Under these conditions, attempting to clean was the equivalent to starting a war.

Is it any wonder I am frightened of cleaning?

We learn what we are taught.

5 comments:

Anonymous said...

For all of the blood, sweat, and tears expended on cleaning up this mess, do either/both of still feel love for your father? My mom's a hoarder, too, and her emotional legacy to me on account of the hoard will not be good. I suspect my only memories of her will be the horror of cleaning out her hoard and the fact that she didn't care enough about me to leave this disaster for me to deal with.

Thalia said...

That's a hard question to answer.

Actually, no it isn't at all, but I'm afraid that the answer will make me sound like a horrible person.

Because I'd have to say, no, I don't love him, and don't think I ever have. There just was never anything to truly engage with in his personality.

It's not about cleaning up after him; for me that's okay. Because being able to finally clean up, though it's a major pain, is finally being able to do something about it. After all those years of having no power in the situation at all, it's a relief and a good thing.

What I'm angry about is how he treated us when we were kids and young adults, and how miserable he made everyone's life because it all had to be done his way. His literally crazy, personality-disorder informed way. He fucked us over but good, and it has taken, and will take years to unravel the damage and get to a place of normalcy, I think.

That's for me, anyway; obviously I can't speak for Tara.

nicknamehere said...

Thalia, this entry is beautiful. It really captures the dilemma of the hoarder's child. Growing up I remember so many conversations, arguments, yelling matches, that centered around STUFF. Material objects and who they belonged to and who could touch them. My mom essentially took over the entire house with her book hoard - the concept that HER stuff should go in HER room was entirely foreign to her. The communal living spaces became repositories for her collections.

To this day, she has "MISSING" lists posted up on the wall, stuff of hers that she can't find and which she assumes someone in the family stole or lost.

Her phrase "ALL RIGHT, WHO MOVED MY [insert crucial personal item she would store on the coffee table]!!!" still rings in my ears as I dejunk.

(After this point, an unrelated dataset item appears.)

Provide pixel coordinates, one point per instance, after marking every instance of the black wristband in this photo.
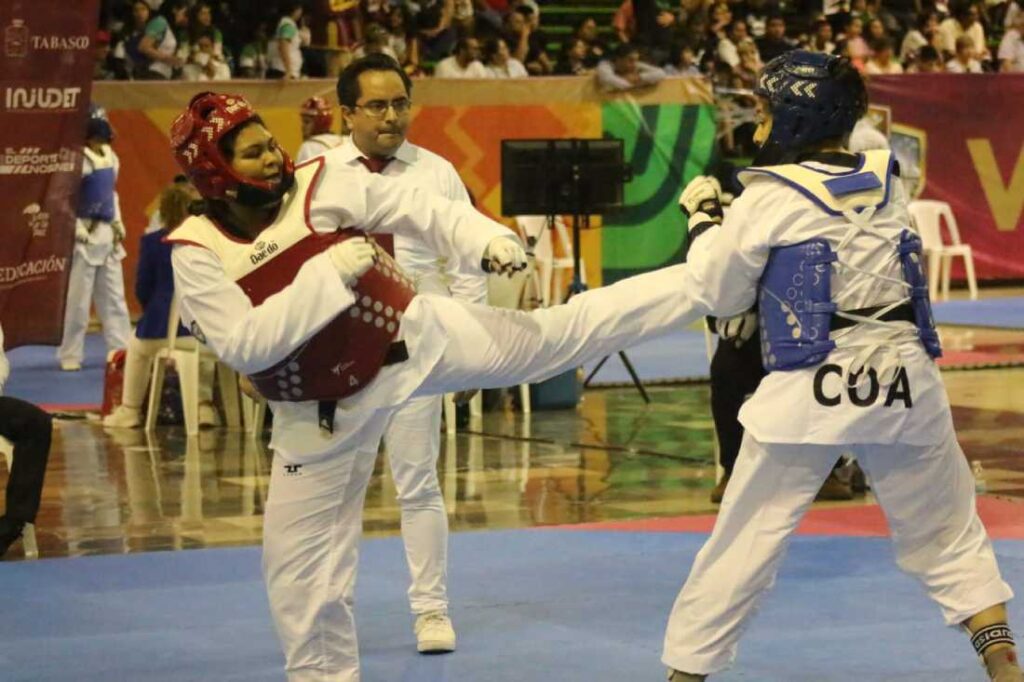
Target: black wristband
(696, 231)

I am thankful than time and age have mellowed her and made her more able to acknowledge that the house desperately needs dejunking if we are to live in it as a functional family.

Anonymous said...

Your honesty in commendable, Thalia. I love my mother, but I hate my 'hoarder mother'. Unfortunately, I can't really separate the two because the hoarding dominates her thought and action and makes it nearly impossible for me to relate to the lovable part of her. If she could understand the negative impact that her hoarding has upon the people that she would wish to have feelings of love for her, then maybe she could decide to take on this demon in some productive way.

Anonymous said...

Thalia, I loved this. My father was an alcoholic and my parents both have hoarding tendencies. The thing you've evoked most vividly that is true in both of those situations is that you, the child, are POWERLESS and hypervigilant to the mood of the tyrant. That's exactly how I felt growing up. Oh, and when my dad was drunk and misplaced his drink he used to accuse us of hiding it from him.